This is the grauation project of my Bachlor degree of Enginnering in South China University of Technology. A image recoginition Android Application with a recipe recommend systems.
The reason why I conducted this research is that during the special period like now when everyone stay at home, It was a very troublesome to decide what to cook at home everyday for everyone, and It is not very convenient to buy vegetables outside. So this application with food ingredient recognition and dishes recommend functions can allow user to decide what to cook with the ingredient have already have at home very quickly and convenient.
The picture below is the logic structure of the application, it can both used in the supermarket or at home. First , users take pictures and do ingredient recognition, in the mean time, user can make speech input for supplement and preference settings. Finally, the recommendation system will give recipe recommendation based on both the recognition result and the information that the user provided.
This figure shows the main functions of the Pic2Cook. The Main functions is Food Ingredient recognition and Dishes Recommendation.There are still other functions like search function will enable user to get plenty of dishes recommendation according the text input or
the speech input; While Weekly feedbacks can show the weekly report of the user's interactions and diet statistics.
In addition, there is also a Chatbot which provide user a interface to have conversations with the chatbot of Pic2Cook, which will give user guidance on Cooking and fast jump to the detailed dishes pages.
First , About the food ingredient recognition part. The dataset I chose is MV80-Maket , a dataset conducted by Peking University. It has many images with many classes which is big enough to build a ingredient classifier model. However, there are still some challenging problems in the dataset images
- Coverage problems
- package problems,
- overexposed problems caused by the light
Image inpainting operation, use OpenCV to extract the white part, and use the inpaint function preset in opencv to fill the highlighted overexposure part of the image according to the surrounding pixels to reduce the impact of exposure on the image.
Just like the picture below, Here I use YOLOv3 as the main detection Networks. And I also add a spatial regularization network to connect to the main network. Next I will call it SRN.
The SRN can learn attention maps for each label. The attention masp focus on small activation regions for each category, which associates the related image regions to each labels. The confidence map, what we get from 1 by 1 convolution, consists of many distinctive parameters corresponding to each region. These parameters can re-weight the attention map after we do element-wise multiplication operation with these two maps . After doing that, our model will more focus on the part that the attention maps appears, and find more detail and tiny feature, finally get better performance. It just like we do regularization operation in the images’ spatial domain, that is the reason why it called spatial regularization Network.

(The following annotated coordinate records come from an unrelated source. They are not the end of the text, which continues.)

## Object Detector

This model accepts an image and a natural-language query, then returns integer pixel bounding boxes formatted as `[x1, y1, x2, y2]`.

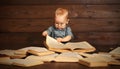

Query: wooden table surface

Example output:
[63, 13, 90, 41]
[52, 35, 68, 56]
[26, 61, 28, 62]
[0, 62, 120, 69]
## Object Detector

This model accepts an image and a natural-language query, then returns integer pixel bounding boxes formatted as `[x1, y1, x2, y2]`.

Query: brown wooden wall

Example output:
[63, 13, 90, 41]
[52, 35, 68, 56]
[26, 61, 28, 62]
[0, 0, 120, 51]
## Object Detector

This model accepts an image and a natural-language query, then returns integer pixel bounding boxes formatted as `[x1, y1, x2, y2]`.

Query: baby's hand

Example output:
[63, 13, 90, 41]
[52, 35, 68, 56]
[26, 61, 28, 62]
[56, 38, 63, 42]
[42, 31, 48, 36]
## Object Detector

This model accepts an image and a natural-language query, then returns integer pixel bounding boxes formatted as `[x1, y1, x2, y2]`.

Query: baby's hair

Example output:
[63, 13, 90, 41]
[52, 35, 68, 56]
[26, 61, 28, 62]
[55, 8, 68, 18]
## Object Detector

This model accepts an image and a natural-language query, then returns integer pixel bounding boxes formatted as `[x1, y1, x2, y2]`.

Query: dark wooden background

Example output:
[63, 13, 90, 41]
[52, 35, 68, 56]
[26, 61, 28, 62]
[0, 0, 120, 51]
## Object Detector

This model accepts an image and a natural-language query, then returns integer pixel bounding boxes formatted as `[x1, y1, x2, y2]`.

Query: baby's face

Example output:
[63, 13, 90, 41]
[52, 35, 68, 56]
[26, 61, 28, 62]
[55, 16, 67, 30]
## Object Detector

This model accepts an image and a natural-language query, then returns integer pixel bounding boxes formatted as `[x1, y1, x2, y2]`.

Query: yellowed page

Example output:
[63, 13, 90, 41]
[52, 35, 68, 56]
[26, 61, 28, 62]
[65, 41, 94, 50]
[46, 36, 65, 49]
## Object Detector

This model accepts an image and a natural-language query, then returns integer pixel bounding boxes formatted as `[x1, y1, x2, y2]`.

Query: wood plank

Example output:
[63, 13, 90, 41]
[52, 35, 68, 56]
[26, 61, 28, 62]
[74, 32, 120, 46]
[0, 5, 120, 18]
[0, 32, 120, 49]
[0, 0, 120, 5]
[0, 19, 120, 32]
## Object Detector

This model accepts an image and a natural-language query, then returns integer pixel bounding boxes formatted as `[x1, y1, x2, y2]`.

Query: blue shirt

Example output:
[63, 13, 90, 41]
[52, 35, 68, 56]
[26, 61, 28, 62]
[46, 26, 73, 39]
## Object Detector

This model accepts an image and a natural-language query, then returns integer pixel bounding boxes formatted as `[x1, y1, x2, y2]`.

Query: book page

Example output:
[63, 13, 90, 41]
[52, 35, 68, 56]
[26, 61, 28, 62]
[46, 36, 65, 49]
[54, 52, 83, 62]
[65, 41, 94, 50]
[12, 59, 43, 67]
[109, 47, 120, 55]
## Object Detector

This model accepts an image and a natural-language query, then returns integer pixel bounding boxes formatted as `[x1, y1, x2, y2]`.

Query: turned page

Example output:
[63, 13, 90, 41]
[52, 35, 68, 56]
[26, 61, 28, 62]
[46, 36, 65, 49]
[65, 41, 94, 50]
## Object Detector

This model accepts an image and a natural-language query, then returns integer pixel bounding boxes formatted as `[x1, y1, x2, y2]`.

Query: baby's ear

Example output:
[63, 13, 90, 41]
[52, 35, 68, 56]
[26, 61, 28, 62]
[66, 19, 70, 24]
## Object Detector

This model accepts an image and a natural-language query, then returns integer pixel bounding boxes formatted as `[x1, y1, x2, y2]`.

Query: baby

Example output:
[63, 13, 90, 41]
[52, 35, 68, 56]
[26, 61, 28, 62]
[42, 8, 73, 42]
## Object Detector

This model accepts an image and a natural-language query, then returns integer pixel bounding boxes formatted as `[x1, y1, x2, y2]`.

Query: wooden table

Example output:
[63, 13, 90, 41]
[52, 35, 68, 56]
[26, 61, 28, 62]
[0, 62, 120, 69]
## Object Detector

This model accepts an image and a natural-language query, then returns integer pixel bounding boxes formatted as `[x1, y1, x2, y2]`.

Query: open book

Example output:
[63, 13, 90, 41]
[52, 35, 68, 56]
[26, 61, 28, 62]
[109, 47, 120, 59]
[54, 52, 83, 62]
[19, 46, 55, 56]
[45, 36, 95, 52]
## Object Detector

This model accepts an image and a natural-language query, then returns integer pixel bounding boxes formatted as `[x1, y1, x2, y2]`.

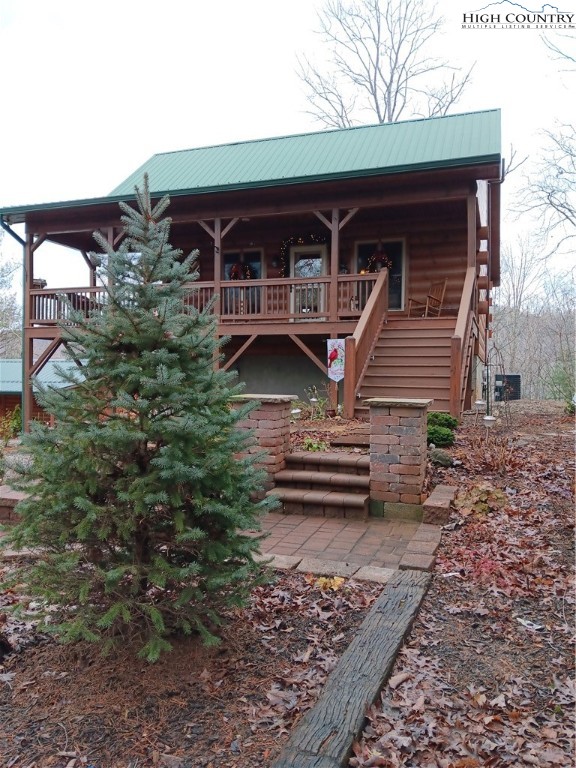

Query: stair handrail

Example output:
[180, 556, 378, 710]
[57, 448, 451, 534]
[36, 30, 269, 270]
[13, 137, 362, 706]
[343, 269, 388, 419]
[450, 266, 476, 418]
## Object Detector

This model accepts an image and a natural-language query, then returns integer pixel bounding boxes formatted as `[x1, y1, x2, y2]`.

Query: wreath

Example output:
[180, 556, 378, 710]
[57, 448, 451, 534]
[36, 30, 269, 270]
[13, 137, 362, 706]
[230, 262, 252, 280]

After get the food ingredients recognition result and user’s speech input, It is time to build the recommendation algorithm.
The figure shows the structure of my proposed recommendation algorithm.
First, I designed a web crawler and download over 500 user’s interaction data from Chinese biggest food Website. The user’s data including users’ following list, user’s personalized tags and the dishes which the user saves. And using these data, I can a user preference data set which contains preference vector for each user.
Then I use User Collaborative Filtering Algorithm to compute the similarities between the users and generate a collaborative matrix.(Using Jaccard function to get the similarity) And I also make the users’ personalized tags as the input and use a semantic analysis CNN to compute the semantic similarity between users. And I fused the two results together and finally get K most similar users. Finally, we can do recommendation based on the K most similar users saving dishes together with food ingredient recognition result and the speech input result.
- You can see other functions in the codes, simple and clear.
The figure below shows the evaluation result of the food ingredient recignition and dish recommendation systems
This is the experiments results of the recognition model. I compared the my model with some other object detection structures ,and use mAP, F1-C and F1-O.
As we can see in this chart, Yolov3-with SRN achieves state of art among the five methods in the data set.
The picture on the right is that I apply this model into an Android Phone . Through It has packages, the model can recognize the food ingredient perfectly. It shows that classifier is strong and robust.
The Figure also shows evaluation results of the recommend system, I use HR@15 to evaluate the recall rate. As we can see on the chart on the right, the recommend system that I proposed has the best performance compared with ItemCF and UsrCF.
Cool dark mode is applied in this application.